The tropical and subtropical areas of the west Pacific host the highest number of marine species worldwide37,38,39,40,41. They also have high topographic complexity, including large semi-enclosed seas, many islands, and deep-sea trenches. The regions high species richness may thus be due to high rates of speciation due to warm temperatures and repeated separations and reconnections of populations due to changing sea levels and continental drift. However, despite the high species richness and uniqueness of the NW Pacific, its latitudinal and depth gradients of marine species richness and their potential causes have not been studied. Here we show how species richness changes with latitude and depth, and consider potential explanatory factors including temperature, oxygen (dissolved and saturated), primary productivity, chlorophyll, current velocity, salinity, nitrate, ocean area, and sampling effort. We also considered the adjacent Arctic Ocean of the NW Pacific to discover how these patterns change towards the highest latitudes. If these latitudinal and depth gradients are largely temperature correlated it would suggest that other variables, including topographic complexity, had negligible influence on the evolution of the fauna.

Methods

Our study area included the NW Pacific and its adjacent Arctic Ocean from latitude 0 to 90°N, and longitude 100 to 180°N including 14 sea basins (Fig. 1). All geographic distribution records were extracted from Ocean Biogeography Information System (OBIS) (www.iobis.org) and Global Biodiversity Information Facility (GBIF) (https://www.gbif.org) (for citations of the datasets used, please see SI, Table S1). The extracted data were merged and duplicates excluded. All species names were matched against the World Register of Marine Species42 and synonyms reconciled. Distribution records were manually checked for suitability, and dubious records were either corrected (e.g., reversing latitude and longitude fields, duplicate records) or removed (e.g., fossil records). The final dataset consisted of 324,916 distribution records of 17,414 marine species (1,792 families) from 0 to 10,900 m depth (SI, Fig. S1). Moreover, all the species were categorized to shallow-water and deep-sea benthic and pelagic groups (SI, Fig. S2). The statistical software R 3.4.4 and ArcMap 10.5.1 were used to analyse the data and plot the graphs.

Figure 1
figure 1

Study area located in the NW Pacific and adjacent Arctic Ocean (latitude: 0 to 90°N in latitude and longitude: 100 to 180°N) showing 14 Sea Basins with different colours. ArcMap 10.5.1 was used to create this figure (https://support.esri.com/en/products/desktop/arcgis-desktop/arcmap/10-5).

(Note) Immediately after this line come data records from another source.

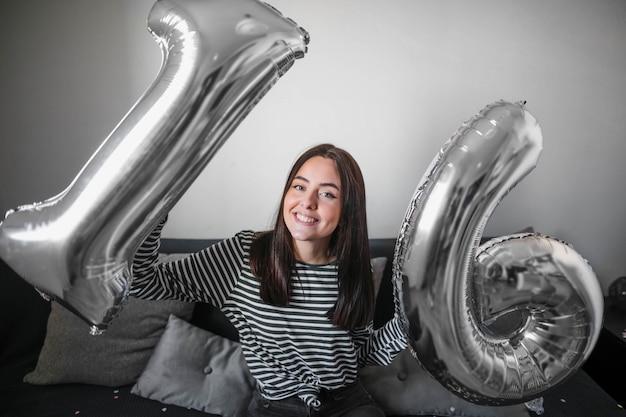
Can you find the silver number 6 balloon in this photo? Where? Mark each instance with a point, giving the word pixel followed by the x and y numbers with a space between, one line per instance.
pixel 219 58
pixel 499 323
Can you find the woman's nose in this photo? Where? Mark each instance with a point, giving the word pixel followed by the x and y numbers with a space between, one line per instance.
pixel 309 200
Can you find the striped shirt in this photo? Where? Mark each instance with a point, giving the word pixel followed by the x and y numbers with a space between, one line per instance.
pixel 293 350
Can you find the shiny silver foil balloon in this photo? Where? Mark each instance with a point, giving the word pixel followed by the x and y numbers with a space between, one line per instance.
pixel 219 58
pixel 499 323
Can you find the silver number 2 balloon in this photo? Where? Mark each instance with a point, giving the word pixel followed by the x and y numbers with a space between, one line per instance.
pixel 499 323
pixel 219 59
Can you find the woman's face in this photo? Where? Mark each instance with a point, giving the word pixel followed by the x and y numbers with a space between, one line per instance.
pixel 312 204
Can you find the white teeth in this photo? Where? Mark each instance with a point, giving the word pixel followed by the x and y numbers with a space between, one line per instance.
pixel 305 219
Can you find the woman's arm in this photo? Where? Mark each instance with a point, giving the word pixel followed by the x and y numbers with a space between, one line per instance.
pixel 205 276
pixel 380 346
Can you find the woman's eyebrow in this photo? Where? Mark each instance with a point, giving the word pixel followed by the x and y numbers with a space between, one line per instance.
pixel 324 184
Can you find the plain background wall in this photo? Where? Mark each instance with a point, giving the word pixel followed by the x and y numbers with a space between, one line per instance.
pixel 389 81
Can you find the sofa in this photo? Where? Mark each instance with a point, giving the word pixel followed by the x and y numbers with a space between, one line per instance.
pixel 176 359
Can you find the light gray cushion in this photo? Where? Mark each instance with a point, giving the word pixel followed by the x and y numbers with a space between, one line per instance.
pixel 194 368
pixel 404 388
pixel 116 357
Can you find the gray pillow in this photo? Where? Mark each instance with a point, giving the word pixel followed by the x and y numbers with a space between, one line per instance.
pixel 116 357
pixel 404 388
pixel 194 368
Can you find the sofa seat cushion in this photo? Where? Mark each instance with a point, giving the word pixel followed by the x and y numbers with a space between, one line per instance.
pixel 70 354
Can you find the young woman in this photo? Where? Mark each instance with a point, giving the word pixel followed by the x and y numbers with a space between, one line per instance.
pixel 300 295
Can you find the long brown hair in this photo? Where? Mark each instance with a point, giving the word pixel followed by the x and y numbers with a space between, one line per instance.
pixel 272 255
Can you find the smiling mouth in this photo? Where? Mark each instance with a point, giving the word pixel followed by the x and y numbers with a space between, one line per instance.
pixel 305 219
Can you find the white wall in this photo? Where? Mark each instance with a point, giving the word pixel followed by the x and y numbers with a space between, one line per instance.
pixel 389 81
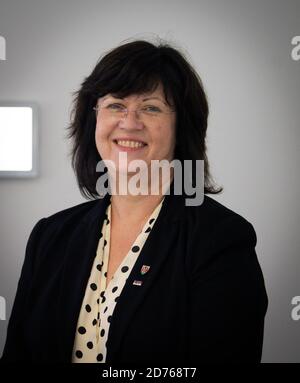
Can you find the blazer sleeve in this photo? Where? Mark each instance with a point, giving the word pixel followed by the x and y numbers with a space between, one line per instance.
pixel 229 299
pixel 15 348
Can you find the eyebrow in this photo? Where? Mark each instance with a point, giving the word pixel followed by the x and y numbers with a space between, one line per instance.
pixel 144 99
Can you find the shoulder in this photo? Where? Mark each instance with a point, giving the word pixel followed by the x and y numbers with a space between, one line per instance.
pixel 64 220
pixel 214 229
pixel 211 216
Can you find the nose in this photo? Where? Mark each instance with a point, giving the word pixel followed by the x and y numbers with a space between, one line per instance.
pixel 131 120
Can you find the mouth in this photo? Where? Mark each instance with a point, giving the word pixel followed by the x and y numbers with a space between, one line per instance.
pixel 129 145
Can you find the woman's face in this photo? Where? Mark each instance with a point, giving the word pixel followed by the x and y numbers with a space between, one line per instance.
pixel 152 128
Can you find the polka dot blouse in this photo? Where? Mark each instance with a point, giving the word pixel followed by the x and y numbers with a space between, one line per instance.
pixel 99 300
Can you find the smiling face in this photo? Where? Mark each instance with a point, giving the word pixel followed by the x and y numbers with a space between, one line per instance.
pixel 148 134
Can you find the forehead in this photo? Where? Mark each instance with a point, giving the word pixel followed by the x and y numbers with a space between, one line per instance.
pixel 157 94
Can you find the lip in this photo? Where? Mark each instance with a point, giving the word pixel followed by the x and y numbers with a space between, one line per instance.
pixel 129 139
pixel 128 149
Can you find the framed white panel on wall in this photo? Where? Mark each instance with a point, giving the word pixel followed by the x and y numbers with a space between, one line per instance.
pixel 18 140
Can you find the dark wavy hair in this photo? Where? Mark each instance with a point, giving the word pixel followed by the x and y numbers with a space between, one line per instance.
pixel 134 68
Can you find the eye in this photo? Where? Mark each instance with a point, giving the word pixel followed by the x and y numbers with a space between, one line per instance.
pixel 151 108
pixel 115 106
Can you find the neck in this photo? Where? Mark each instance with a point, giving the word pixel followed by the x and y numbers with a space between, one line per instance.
pixel 136 208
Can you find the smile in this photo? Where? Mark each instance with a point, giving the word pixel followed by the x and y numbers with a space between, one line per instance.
pixel 129 145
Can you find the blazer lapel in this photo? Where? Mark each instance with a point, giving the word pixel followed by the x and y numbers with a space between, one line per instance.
pixel 80 255
pixel 133 295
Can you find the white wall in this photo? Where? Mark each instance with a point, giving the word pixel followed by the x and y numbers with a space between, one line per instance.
pixel 242 51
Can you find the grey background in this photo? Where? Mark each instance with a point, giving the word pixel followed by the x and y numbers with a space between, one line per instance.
pixel 242 51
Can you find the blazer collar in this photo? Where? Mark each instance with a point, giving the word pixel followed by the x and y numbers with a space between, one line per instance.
pixel 80 254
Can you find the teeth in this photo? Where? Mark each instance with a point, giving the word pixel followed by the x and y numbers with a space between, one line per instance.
pixel 130 144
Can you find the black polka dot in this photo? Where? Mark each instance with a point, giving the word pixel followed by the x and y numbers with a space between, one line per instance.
pixel 93 286
pixel 81 330
pixel 99 357
pixel 88 308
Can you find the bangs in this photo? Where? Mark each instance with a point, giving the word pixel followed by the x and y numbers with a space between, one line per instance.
pixel 136 75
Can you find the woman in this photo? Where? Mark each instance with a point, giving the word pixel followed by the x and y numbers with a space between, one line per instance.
pixel 139 278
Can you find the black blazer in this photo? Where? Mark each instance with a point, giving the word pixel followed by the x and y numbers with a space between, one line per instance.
pixel 203 299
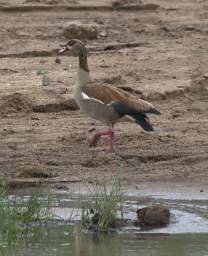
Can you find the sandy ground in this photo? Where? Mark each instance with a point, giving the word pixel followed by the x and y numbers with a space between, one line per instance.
pixel 160 54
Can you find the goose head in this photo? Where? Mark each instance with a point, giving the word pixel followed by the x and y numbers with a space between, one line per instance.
pixel 75 47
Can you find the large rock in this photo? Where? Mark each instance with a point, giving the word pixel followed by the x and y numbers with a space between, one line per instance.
pixel 80 31
pixel 153 216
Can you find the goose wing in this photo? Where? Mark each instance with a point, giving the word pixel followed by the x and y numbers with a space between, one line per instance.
pixel 108 94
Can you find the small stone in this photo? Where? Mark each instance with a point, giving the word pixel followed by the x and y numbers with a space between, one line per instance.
pixel 153 216
pixel 45 80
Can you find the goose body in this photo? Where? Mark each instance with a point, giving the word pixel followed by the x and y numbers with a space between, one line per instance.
pixel 104 102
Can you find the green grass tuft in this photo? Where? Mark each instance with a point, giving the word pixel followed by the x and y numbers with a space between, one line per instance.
pixel 104 208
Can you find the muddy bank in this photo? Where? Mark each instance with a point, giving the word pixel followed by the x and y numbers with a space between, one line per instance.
pixel 159 55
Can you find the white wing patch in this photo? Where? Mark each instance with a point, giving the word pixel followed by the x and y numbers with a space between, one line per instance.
pixel 86 97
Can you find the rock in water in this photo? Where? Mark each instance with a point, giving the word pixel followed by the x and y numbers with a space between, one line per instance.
pixel 153 216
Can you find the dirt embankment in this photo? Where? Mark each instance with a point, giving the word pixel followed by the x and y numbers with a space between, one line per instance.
pixel 158 54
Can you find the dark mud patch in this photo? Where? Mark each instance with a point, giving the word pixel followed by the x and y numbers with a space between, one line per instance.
pixel 150 158
pixel 14 103
pixel 35 171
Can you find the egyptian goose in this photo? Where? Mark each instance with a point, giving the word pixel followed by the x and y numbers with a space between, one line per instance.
pixel 104 102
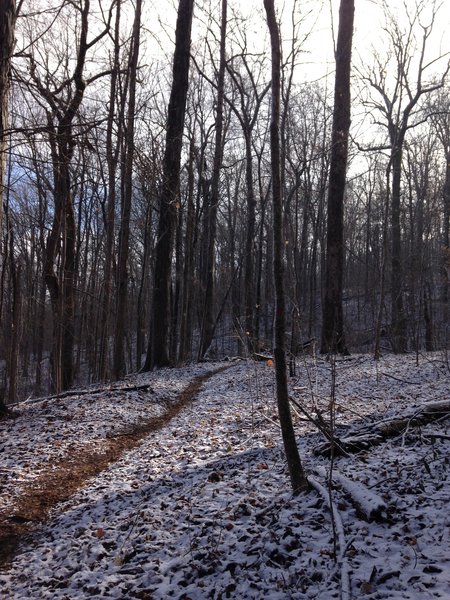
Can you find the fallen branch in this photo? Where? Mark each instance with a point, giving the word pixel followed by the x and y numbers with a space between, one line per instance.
pixel 377 433
pixel 368 504
pixel 341 558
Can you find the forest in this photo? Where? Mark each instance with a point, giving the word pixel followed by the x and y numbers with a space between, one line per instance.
pixel 139 224
pixel 224 299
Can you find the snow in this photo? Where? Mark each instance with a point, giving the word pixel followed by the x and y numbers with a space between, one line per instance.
pixel 202 508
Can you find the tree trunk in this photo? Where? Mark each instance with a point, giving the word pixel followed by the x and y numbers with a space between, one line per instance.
pixel 7 26
pixel 298 478
pixel 398 319
pixel 112 157
pixel 333 335
pixel 208 323
pixel 119 363
pixel 158 351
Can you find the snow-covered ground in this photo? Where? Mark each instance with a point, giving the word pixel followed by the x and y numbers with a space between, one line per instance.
pixel 202 507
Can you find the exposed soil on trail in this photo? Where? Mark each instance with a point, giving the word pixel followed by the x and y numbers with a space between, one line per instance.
pixel 64 477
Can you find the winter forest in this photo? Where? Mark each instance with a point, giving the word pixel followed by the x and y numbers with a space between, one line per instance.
pixel 224 299
pixel 130 242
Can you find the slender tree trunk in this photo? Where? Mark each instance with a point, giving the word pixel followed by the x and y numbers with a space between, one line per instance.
pixel 398 318
pixel 7 27
pixel 7 40
pixel 445 270
pixel 208 324
pixel 188 272
pixel 299 481
pixel 333 335
pixel 119 363
pixel 158 351
pixel 112 157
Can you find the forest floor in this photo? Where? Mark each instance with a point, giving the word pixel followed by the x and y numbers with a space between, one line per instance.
pixel 173 484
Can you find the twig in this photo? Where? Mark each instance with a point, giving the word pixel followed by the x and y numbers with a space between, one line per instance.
pixel 345 576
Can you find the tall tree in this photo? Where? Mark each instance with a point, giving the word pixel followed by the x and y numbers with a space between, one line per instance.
pixel 8 15
pixel 298 478
pixel 207 330
pixel 60 261
pixel 333 335
pixel 398 97
pixel 119 368
pixel 158 349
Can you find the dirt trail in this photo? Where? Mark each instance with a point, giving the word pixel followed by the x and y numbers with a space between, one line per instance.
pixel 66 476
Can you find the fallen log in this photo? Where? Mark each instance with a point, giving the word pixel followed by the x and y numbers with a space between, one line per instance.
pixel 376 433
pixel 368 504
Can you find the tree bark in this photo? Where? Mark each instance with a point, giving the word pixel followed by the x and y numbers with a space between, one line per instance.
pixel 208 277
pixel 8 16
pixel 298 478
pixel 333 334
pixel 119 363
pixel 158 351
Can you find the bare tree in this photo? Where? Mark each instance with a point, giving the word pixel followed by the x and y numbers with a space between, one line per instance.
pixel 299 481
pixel 333 335
pixel 119 368
pixel 158 351
pixel 400 108
pixel 207 329
pixel 8 15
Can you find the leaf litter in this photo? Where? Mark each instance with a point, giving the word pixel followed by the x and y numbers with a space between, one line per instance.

We used three measures of species richness for each c. 50 000 km2 hexagonal cell, latitudinal band, and depth interval: (1) the total number of species per hexagon (alpha diversity); (2) the total number of species per latitudinal band (gamma diversity); and (3) the estimated richness per sampled hexagon using rarefaction (ES50). The rarefaction method was used to reduce the effect of sampling effort on species richness patterns by counting the number of species in a constant number of random samples. We considered each sample as a unique combination of date and location where one or more species were recorded. We used ES50 in the ‘vegan’ R package to estimate the species richness in 50 samples per hexagon43. Analyses considered samples at spatial scales of hexagons and 5° latitudinal bands. The former capture the heterogeneity in the underlying data best, but contain data collected by a variety of methods and sample sizes which are not necessarily comparable (e.g., plankton, whales, turtles, sharks, tracked animals, sediment cores, trawls, SI, Table S1). Hexagonal species richness analysis introduces considerable variability and bias between hexagons. The aggregation of samples into latitudinal bands aims to smooth out these effects because the number of species in a 5° band would tend to reach an asymptote.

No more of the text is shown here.